I'm not even close to an expert on the Qualcomm clock stuff, but the
description of what's going on here seems reasonable to me. I agree
that getting this fixed is important, so I'd be OK with a somewhat
weak:

Reviewed-by: Douglas Anderson <dianders@chromium.org>

...hopefully others more in the know will also review and make sure
it's not going to break anyone's use cases.
diff mbox series

Patch

diff --git a/drivers/clk/qcom/clk-rcg2.c b/drivers/clk/qcom/clk-rcg2.c
index 5183c74b074f..b9f2a29be927 100644
--- a/drivers/clk/qcom/clk-rcg2.c
+++ b/drivers/clk/qcom/clk-rcg2.c
@@ -1138,7 +1138,39 @@  clk_rcg2_shared_recalc_rate(struct clk_hw *hw, unsigned long parent_rate)
 	return clk_rcg2_recalc_rate(hw, parent_rate);
 }
 
+static int clk_rcg2_shared_init(struct clk_hw *hw)
+{
+	/*
+	 * This does a few things:
+	 *
+	 *  1. Sets rcg->parked_cfg to reflect the value at probe so that the
+	 *     proper parent is reported from clk_rcg2_shared_get_parent().
+	 *
+	 *  2. Clears the force enable bit of the RCG because we rely on child
+	 *     clks (branches) to turn the RCG on/off with a hardware feedback
+	 *     mechanism and only set the force enable bit in the RCG when we
+	 *     want to make sure the clk stays on for parent switches or
+	 *     parking.
+	 *
+	 *  3. Parks shared RCGs on the safe source at registration because we
+	 *     can't be certain that the parent clk will stay on during boot,
+	 *     especially if the parent is shared.

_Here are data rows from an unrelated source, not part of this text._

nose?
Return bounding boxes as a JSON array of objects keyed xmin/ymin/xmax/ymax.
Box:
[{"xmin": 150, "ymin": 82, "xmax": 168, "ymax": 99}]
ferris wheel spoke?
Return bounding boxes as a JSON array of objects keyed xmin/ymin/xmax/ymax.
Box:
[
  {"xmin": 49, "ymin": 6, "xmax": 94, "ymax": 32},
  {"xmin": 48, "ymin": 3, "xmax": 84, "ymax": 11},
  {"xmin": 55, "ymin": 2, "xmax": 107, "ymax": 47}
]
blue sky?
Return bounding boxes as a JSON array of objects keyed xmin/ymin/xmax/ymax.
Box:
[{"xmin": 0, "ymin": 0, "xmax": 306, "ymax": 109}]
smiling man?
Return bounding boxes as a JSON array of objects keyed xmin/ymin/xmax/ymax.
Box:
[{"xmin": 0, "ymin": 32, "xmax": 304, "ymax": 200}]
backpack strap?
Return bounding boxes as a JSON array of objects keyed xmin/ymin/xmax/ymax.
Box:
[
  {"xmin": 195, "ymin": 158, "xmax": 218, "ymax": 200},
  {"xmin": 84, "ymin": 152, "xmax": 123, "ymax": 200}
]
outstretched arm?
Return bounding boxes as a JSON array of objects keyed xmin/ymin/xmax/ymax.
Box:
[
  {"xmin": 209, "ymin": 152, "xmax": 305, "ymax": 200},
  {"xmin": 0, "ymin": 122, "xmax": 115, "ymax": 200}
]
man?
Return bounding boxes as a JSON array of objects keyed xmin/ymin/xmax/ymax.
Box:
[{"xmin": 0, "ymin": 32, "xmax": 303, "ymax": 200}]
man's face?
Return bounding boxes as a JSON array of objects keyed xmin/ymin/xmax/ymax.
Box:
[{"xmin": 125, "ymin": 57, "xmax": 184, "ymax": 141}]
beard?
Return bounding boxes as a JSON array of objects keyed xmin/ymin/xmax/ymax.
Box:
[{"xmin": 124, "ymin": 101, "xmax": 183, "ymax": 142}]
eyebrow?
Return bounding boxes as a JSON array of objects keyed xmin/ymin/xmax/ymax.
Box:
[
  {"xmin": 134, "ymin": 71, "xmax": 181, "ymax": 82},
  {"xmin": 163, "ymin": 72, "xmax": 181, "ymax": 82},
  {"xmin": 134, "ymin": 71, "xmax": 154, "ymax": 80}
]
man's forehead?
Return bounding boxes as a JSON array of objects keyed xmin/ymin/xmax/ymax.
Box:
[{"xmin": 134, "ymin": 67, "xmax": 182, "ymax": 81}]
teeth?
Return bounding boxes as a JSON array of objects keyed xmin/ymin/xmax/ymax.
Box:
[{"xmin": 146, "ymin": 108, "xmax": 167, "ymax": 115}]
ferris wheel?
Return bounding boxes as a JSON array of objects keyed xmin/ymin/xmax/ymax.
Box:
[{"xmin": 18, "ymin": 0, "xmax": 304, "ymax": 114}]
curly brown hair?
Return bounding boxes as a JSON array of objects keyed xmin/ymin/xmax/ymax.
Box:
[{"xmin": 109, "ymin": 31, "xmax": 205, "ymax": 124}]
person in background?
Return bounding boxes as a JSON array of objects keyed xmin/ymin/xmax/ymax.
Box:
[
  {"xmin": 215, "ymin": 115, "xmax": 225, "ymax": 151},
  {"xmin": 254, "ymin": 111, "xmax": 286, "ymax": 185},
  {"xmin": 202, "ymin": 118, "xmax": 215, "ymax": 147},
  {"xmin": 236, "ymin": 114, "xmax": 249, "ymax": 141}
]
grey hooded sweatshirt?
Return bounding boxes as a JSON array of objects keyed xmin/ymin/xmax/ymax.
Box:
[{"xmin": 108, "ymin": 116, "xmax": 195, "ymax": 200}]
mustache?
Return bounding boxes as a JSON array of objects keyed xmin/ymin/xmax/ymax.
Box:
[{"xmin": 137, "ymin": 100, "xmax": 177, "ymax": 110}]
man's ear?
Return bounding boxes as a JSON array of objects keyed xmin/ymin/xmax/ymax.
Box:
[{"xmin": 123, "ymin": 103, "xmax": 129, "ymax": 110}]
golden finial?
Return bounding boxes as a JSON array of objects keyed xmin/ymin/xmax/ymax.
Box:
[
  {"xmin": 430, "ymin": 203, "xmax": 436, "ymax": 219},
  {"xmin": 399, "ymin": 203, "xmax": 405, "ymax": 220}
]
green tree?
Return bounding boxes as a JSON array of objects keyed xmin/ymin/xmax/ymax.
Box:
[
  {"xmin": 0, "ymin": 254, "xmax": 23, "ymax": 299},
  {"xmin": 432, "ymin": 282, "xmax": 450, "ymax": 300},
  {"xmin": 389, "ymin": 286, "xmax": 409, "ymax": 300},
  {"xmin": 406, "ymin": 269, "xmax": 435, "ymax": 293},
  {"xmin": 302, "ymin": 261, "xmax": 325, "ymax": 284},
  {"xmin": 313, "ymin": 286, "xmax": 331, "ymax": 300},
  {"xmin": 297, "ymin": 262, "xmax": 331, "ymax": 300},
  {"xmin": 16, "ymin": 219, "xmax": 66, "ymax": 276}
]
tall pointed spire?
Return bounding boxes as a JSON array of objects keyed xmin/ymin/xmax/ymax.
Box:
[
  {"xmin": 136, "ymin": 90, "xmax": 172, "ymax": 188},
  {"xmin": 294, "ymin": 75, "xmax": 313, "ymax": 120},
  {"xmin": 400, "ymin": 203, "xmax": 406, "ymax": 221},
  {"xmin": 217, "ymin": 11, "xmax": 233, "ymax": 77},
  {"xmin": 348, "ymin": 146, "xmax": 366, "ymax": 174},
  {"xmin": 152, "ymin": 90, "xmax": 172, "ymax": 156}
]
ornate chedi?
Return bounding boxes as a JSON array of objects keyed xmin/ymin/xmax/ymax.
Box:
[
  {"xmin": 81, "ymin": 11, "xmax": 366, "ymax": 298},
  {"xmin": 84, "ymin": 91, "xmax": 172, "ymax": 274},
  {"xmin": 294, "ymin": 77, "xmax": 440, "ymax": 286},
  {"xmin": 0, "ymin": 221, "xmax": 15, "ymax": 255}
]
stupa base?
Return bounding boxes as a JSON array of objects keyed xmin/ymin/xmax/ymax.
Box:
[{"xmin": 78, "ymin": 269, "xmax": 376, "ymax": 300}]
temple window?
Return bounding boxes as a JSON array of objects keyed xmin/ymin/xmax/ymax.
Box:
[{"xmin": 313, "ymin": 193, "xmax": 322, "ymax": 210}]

If this RCG is enabled at
+	 *     boot, and the parent is turned off, the RCG will get stuck on. A
+	 *     GDSC can wedge if is turned on and the RCG is stuck on because
+	 *     the GDSC's controller will hang waiting for the clk status to
+	 *     toggle on when it never does.
+	 *
+	 * The safest option here is to "park" the RCG at init so that the clk
+	 * can never get stuck on or off. This ensures the GDSC can't get
+	 * wedged.
+	 */
+	clk_rcg2_shared_disable(hw);
+
+	return 0;
+}
+
 const struct clk_ops clk_rcg2_shared_ops = {
+	.init = clk_rcg2_shared_init,
 	.enable = clk_rcg2_shared_enable,
 	.disable = clk_rcg2_shared_disable,
 	.get_parent = clk_rcg2_shared_get_parent,